ラウラは楯無から話を聞き唖然としていた。

 

「そ、それでアインスは‥‥」

 

「まだ、意識不明のままで集中治療室に居るわ」

 

「‥‥」

 

話を聞いたラウラは愕然とする。

 

「何故‥‥」

 

「ん?」

 

「何故、彼女はそこまで強いのでしょう?」

 

ラウラはイヴの強さを楯無に尋ねる。

 

「そうね‥‥あの子は過去の経験も関係しているけど、自身の大切なモノを守ろうとするところが彼女の強さの秘訣なのかもしれないわね‥‥」

 

「‥‥」

 

ラウラは生徒会室から出るとイヴの眠る集中治療室へと向かう。

彼女は集中治療室へと行くとそこにはシャルルの姿があった。

 

「む?お前は‥‥」

 

「あっ、ボーデヴィッヒさん」

 

「確かデュノアとか言ったな」

 

「ボーデヴィッヒさんもアインスさんのお見舞い?」

 

「あ、ああ‥‥生徒会長から聞いたのだが、彼女には色々世話になったみたいだからな‥‥」

 

そう言ってベッドの上で眠るイヴの姿を見る。

 

「‥‥」

 

「‥ボーデヴィッヒさん」

 

「なんだ?」

 

「‥彼女、綺麗だと思わない?」

 

「‥‥」

 

シャルルの言葉を聞き、ラウラはイヴの姿を凝視する。

 

(た、確かにデュノアの言う通りだ‥‥眠っている姿からはあの狂人と同一人物なのかと疑うほどだ‥‥)

 

シャルルと共にイヴの見舞いを終えたラウラは徐に携帯を取り出し国際電話をかけた。

相手はドイツの自分の腹心であるクラリッサだった。

 

「ラウラ・ボーデヴィッヒ隊長。

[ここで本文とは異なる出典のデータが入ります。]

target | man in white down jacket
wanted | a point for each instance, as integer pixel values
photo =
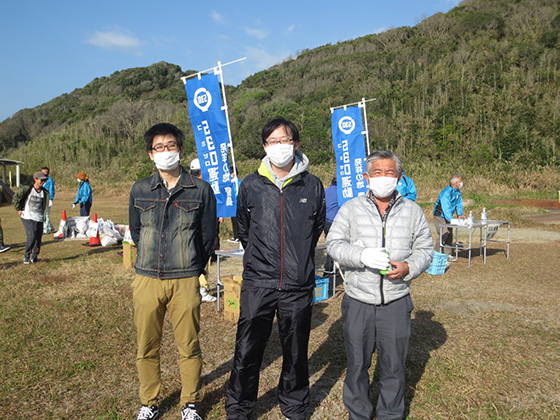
(384, 241)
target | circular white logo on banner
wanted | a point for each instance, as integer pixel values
(346, 124)
(202, 99)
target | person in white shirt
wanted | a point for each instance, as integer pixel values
(31, 202)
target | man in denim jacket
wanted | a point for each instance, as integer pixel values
(172, 218)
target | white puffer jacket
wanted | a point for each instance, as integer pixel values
(407, 238)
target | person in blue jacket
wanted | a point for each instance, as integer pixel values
(448, 202)
(406, 187)
(49, 186)
(84, 197)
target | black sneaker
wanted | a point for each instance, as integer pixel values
(189, 412)
(148, 413)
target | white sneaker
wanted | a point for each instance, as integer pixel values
(189, 413)
(148, 413)
(206, 297)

お久しぶりです。隊長のISに例のVTシステムが発動したと聞いたんですが‥‥」

 

「ああ、すまないお前達に色々迷惑をかけた」

 

現在、ドイツではIS委員会からの強制調査によりラウラの居た部隊は元よりドイツのIS企業・研究所、政府が委員会からの事情聴取や査察を受けていた。

 

「かまいません。この部隊はボーデヴィッヒ隊長と共にありますから‥それで、今日は何の御用でしょうか?」

 

「そ、それなんだが‥‥」

 

ラウラはクラリッサに眠れる美女を起こすにはどんな方法があるのかと尋ねると、

 

「隊長、それはキスです!!それしか方法はありません!!」

 

「キス?」

 

「そうです!!」

 

クラリッサはラウラに言葉の意味とシチュエーションを熱弁した。

 

「な、なるほど‥‥了解した」

 

ラウラはクラリッサとの通話を切ると、

 

「キスか‥‥」

 

自らの唇を手で撫でながら一言そう呟いた。